In shock, she walked to the LAPD’s nearby Central Division station, thinking, “I could take refuge until he leaves,” she told the jury. But when she tried to report the rape, the front desk cops saw little more than a street person with a wild story. They told her to “sit and wait.” Feeling slighted, she went back to her encampment on Boyd Street.

An administrator at the mission, Carrie Gatlin, urged Martinez to fight back by insisting on talking to police. She encouraged Martinez to file a police report, testifying that Martinez “wanted someone to believe her… She wanted to make it clear with me that she wasn’t partying with him.”

At California Hospital Medical Center, Martinez was given a sexual-assault exam — producing the genetic evidence that positively linked Chester Turner with a rape. Turner was arrested later that day, hiding fully clothed in a shower at the mission.

“I am still puzzled as to why he left her alive,” says Detective Shepard.
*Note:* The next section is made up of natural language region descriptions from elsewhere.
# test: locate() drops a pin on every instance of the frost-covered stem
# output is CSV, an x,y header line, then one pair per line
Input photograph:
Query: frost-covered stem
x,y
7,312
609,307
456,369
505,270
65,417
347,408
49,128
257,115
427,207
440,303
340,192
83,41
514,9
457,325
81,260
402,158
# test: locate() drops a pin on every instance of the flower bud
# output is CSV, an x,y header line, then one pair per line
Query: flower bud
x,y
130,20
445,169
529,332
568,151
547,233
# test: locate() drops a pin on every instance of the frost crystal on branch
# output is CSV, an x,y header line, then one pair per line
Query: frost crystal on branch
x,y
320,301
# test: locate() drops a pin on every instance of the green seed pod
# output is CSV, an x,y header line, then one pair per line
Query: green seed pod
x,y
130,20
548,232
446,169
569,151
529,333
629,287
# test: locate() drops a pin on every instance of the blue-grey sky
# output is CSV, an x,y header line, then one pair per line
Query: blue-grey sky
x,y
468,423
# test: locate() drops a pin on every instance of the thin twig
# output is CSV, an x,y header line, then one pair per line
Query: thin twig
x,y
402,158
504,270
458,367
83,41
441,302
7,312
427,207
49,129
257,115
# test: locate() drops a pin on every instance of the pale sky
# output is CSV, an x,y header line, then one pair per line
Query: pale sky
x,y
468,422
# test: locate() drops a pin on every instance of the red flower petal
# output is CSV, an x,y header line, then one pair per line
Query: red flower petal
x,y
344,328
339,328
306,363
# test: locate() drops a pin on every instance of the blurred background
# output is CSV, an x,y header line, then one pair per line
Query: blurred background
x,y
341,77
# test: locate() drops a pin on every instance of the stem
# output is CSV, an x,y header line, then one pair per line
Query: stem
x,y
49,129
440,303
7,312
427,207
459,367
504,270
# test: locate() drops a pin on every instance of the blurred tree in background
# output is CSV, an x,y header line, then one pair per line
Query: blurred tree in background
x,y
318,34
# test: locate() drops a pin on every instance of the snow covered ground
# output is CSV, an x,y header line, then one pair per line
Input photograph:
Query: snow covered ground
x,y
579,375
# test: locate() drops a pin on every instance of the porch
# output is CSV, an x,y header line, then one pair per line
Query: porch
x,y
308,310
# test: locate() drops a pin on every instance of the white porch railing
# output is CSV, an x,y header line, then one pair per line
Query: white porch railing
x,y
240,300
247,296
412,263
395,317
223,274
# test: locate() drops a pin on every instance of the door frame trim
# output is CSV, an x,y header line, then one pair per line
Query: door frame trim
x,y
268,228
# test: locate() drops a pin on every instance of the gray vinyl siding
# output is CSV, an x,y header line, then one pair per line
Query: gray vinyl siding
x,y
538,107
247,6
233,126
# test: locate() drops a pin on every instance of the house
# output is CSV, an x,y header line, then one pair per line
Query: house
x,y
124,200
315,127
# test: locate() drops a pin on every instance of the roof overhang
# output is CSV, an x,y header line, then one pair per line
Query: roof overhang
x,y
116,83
But Martinez became the turning point the LAPD wanted and needed. At long last, in September 2003, Turner’s DNA was matched with sperm found in Paula Vance and Mildred Beasley.

Praying that this was finally their big break, the detectives began testing a broad swath of about 100 unsolved murders in addition to 35 murders around the Figueroa Corridor.

According to prosecutor Grace, after years of police stumbling, lumping together unrelated murders and dubbing it all the work of the South Side Slayer, the number of definitively linked cases was “like water from a faucet,” even exposing the tragic casualty of David Allen Jones, a mentally retarded janitor wrongly convicted of the three 1992 school-related murders. (Jones was later awarded $720,000 by the city after spending 11 years behind bars.)

(from left, Mary Edwards, Brenda Bries, Paula Vance, Elandra Bunn)In some ways, Chester Turner is still, despite his ghoulish new place in city history, an invisible ghost. One recent day during his trial in the Criminal Courts Building downtown, no crowds pressed forward to catch a glimpse of him. The area around the courthouse was crowded — but the media and onlookers were there to see music legend Phil Spector, on trial in the murder of a beautiful blond actress — the kind of story the media can get behind.

USC’s Victoroff tells the Weekly that despite the belief of police that Turner could be the most prolific killer in city history, his trial is relegated to the inside local pages of the Los Angeles Times and rates only passing mention in other media outlets because the victims “aren’t beautiful young starlets.”

Awaiting his guilty verdict on Monday, Jerri Johnson, the mother of victim Andrea Tripplett, snapped at a Times reporter for describing most of the slain women as “prostitutes,” saying, “My daughter wasn’t a prostitute!” She later wept openly, tears streaming down her face.

The families of the dead wonder what kind of horrible fame Chester Turner would have earned in Los Angeles had he murdered downtown secretaries or well-to-do tourists. But even worse are the questions that haunt those who were close to Turner — and never suspected anything.

Today, an elderly woman in South Los Angeles who knew Turner all his life says he could at times be like Jekyll and Hyde, but “I never would have thought nothing like that.”